Numerous studies have demonstrated that the relative synthesis rates of specific digestive enzymes change as a function of dietary intake. For example, a carbohydrate-rich diet results in an increase in synthesis of amylase and a decrease in that of chymotrypsinogen45; a lipid-rich diet enhances lipase expression46; and an alcohol-rich diet decreases amylase expression.47 The mechanisms responsible for this adaptation are only partially understood. The regulation occurs at the level of gene transcription in many of these conditions.47 Several studies have also demonstrated that amylase gene expression is regulated by insulin and diet.45

CELLULAR REGULATION OF ENZYME SECRETION

The mechanism of neurohumoral stimulation of the acinar cell has been demonstrated with the use of in vitro preparations of dispersed acinar cells and acini from small animals.
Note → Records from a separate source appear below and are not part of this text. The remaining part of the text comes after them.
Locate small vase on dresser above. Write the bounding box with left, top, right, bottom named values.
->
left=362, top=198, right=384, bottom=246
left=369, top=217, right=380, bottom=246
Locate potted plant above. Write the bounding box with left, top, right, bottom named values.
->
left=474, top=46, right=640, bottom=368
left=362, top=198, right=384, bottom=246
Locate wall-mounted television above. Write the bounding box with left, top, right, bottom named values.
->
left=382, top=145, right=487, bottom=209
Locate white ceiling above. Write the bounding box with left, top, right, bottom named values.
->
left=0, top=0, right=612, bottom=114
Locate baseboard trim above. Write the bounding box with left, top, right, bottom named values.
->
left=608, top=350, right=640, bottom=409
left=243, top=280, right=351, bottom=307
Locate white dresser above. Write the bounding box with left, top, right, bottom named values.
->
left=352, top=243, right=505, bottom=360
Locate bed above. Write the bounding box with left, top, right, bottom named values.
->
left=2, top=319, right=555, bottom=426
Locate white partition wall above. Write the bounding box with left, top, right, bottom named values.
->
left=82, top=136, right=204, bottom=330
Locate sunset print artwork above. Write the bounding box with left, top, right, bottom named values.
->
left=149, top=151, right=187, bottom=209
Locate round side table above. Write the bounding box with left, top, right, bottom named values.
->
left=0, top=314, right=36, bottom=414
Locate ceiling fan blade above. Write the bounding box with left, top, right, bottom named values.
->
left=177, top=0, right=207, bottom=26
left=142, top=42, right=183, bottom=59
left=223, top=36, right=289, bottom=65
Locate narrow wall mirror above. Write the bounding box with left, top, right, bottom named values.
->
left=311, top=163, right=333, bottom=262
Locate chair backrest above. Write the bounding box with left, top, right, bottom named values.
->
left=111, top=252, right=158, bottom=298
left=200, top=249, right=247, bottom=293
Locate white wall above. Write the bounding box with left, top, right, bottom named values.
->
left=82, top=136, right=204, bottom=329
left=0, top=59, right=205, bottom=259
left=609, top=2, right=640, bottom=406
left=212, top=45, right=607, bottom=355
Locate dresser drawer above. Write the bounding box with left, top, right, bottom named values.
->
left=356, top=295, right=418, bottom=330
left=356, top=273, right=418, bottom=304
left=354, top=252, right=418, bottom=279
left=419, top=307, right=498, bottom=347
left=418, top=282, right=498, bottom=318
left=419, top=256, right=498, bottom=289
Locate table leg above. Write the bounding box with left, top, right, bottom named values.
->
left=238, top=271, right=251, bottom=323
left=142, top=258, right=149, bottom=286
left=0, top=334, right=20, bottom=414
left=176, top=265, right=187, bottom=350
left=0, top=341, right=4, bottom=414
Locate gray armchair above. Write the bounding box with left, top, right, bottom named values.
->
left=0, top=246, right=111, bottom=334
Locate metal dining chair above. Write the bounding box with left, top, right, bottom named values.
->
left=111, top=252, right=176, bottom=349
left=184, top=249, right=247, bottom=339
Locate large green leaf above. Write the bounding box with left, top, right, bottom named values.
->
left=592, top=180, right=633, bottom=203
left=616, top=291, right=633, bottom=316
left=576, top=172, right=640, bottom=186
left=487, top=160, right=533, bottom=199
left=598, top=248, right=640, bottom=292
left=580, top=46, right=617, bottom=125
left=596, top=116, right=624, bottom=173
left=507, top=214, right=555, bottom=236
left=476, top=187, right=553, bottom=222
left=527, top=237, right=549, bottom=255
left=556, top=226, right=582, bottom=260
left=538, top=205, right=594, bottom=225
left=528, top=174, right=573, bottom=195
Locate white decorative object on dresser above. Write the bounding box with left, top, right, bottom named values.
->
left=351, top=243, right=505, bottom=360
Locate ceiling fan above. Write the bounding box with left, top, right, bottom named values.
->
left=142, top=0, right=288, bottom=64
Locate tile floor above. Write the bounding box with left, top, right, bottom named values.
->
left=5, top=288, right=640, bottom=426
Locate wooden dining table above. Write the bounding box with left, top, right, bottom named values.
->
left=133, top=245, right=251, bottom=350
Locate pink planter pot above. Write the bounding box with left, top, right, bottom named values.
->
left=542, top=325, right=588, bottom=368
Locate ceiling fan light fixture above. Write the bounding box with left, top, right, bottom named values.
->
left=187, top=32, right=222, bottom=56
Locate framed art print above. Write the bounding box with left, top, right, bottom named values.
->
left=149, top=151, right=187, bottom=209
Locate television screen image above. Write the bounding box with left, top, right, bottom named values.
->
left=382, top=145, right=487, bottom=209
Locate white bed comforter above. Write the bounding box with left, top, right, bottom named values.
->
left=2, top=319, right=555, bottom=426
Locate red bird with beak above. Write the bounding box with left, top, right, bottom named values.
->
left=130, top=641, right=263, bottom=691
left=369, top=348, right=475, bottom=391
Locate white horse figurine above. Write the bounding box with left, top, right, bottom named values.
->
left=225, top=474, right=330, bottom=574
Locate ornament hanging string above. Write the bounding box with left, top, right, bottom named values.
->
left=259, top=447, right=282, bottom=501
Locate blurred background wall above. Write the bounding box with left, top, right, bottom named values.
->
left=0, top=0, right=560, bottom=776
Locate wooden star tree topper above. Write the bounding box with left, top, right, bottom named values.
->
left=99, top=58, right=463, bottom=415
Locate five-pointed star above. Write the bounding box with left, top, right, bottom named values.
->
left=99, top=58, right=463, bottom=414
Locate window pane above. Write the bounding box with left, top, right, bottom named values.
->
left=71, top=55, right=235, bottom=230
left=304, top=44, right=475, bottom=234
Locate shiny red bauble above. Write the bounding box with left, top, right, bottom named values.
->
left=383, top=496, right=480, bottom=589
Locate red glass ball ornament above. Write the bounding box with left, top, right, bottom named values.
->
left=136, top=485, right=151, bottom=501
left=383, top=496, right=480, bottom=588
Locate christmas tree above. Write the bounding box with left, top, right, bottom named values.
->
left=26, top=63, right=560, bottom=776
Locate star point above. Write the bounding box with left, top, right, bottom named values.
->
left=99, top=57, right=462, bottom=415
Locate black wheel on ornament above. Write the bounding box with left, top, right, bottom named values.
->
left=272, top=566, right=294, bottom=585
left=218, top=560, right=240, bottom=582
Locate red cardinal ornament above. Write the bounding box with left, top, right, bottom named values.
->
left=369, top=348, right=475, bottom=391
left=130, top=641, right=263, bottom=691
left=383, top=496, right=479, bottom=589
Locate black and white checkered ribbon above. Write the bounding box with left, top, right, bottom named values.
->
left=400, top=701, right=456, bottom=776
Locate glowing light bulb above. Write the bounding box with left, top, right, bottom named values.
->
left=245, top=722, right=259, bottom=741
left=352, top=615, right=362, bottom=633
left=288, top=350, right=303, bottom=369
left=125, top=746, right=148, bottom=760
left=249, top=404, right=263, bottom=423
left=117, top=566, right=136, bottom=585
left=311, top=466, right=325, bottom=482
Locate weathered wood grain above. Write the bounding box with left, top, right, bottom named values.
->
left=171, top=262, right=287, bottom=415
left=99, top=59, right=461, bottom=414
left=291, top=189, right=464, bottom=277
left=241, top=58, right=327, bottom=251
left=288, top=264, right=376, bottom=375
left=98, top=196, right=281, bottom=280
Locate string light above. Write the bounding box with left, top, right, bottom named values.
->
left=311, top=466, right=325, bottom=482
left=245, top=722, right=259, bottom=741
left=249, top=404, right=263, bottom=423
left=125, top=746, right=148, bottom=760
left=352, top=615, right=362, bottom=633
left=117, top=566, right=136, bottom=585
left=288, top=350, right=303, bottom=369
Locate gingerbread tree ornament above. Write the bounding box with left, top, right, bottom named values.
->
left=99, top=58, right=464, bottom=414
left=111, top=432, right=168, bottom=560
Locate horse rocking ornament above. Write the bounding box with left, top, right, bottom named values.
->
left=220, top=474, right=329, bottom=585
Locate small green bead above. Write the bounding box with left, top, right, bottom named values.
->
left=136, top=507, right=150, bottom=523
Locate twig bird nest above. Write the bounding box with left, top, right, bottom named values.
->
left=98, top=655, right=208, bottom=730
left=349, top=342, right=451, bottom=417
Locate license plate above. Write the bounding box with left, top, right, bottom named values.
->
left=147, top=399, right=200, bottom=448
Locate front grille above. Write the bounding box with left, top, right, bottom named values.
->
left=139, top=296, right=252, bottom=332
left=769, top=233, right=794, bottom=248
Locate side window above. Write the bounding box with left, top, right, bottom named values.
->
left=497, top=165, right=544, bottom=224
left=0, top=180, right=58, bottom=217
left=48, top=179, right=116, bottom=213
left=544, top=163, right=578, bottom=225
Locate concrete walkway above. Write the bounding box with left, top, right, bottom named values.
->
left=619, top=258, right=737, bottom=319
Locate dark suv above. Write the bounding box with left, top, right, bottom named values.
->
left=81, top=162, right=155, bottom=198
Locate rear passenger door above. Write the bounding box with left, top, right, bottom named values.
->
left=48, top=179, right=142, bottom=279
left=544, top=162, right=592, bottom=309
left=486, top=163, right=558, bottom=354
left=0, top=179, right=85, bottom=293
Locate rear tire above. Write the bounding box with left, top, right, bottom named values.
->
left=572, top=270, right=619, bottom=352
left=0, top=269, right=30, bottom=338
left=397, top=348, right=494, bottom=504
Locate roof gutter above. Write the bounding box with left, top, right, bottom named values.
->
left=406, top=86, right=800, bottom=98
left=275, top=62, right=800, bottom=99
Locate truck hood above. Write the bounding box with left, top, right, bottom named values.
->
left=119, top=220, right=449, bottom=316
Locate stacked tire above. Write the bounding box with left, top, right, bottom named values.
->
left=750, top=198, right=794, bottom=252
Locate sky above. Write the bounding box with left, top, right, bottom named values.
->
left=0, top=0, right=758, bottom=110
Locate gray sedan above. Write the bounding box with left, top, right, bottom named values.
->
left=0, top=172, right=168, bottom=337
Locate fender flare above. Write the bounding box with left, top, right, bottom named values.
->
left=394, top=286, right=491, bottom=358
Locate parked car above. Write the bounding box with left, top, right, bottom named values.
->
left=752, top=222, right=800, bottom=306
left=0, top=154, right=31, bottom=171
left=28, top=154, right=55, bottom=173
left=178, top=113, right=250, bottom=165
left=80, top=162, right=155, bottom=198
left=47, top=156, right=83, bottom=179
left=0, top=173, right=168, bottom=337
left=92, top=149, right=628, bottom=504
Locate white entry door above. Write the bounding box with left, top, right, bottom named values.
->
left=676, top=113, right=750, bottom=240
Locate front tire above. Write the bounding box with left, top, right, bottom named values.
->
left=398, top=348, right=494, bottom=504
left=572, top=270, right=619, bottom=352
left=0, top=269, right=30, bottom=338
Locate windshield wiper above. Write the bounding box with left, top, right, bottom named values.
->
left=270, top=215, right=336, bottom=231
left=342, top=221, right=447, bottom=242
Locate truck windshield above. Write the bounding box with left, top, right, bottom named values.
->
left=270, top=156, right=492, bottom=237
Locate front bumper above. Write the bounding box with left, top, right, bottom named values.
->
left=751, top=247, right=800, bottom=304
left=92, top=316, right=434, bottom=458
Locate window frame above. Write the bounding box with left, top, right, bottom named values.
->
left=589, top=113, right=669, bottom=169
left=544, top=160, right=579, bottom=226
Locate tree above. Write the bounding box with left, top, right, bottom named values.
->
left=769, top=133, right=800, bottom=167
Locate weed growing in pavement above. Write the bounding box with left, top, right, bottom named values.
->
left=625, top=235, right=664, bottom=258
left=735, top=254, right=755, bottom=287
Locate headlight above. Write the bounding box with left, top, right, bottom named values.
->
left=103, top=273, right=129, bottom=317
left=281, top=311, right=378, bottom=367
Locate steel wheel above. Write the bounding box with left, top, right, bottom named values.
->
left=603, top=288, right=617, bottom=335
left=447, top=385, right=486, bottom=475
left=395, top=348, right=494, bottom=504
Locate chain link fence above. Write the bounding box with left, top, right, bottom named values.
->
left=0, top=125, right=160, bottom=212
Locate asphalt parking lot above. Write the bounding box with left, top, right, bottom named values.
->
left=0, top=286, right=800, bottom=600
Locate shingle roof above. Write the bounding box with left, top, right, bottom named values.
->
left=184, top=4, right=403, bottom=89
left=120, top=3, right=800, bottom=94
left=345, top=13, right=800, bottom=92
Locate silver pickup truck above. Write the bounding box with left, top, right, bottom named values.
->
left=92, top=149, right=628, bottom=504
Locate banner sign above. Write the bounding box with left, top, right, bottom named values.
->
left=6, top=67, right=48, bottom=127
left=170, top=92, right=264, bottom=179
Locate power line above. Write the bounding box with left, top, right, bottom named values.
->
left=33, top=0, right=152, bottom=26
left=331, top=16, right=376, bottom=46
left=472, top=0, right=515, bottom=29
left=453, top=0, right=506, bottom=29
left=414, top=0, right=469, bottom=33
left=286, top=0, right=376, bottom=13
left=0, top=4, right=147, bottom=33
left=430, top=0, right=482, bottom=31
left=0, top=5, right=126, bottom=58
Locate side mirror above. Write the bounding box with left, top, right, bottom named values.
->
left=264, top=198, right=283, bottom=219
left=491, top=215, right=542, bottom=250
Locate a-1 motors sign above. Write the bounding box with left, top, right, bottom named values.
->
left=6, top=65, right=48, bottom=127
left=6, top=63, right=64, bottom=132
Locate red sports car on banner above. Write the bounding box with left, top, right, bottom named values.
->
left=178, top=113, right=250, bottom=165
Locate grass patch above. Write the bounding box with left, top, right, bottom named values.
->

Studies involving the use of human tissue are few.

With the use of radiolabeled ligands and specific antagonists, receptors for cholecystokinin (CCK), acetylcholine, gastrin-releasing peptide (GRP), substance P, vasoactive intestinal peptide (VIP), and secretin have been identified in preparations from several species.4850 Furthermore, the molecular structure for each of these receptor types has been elucidated from cloning and sequencing. Each is a G-protein–coupled receptor with seven hydrophobic domains believed to be membrane-spanning segments. The receptors are on the basolateral plasma membrane of the acinar cell.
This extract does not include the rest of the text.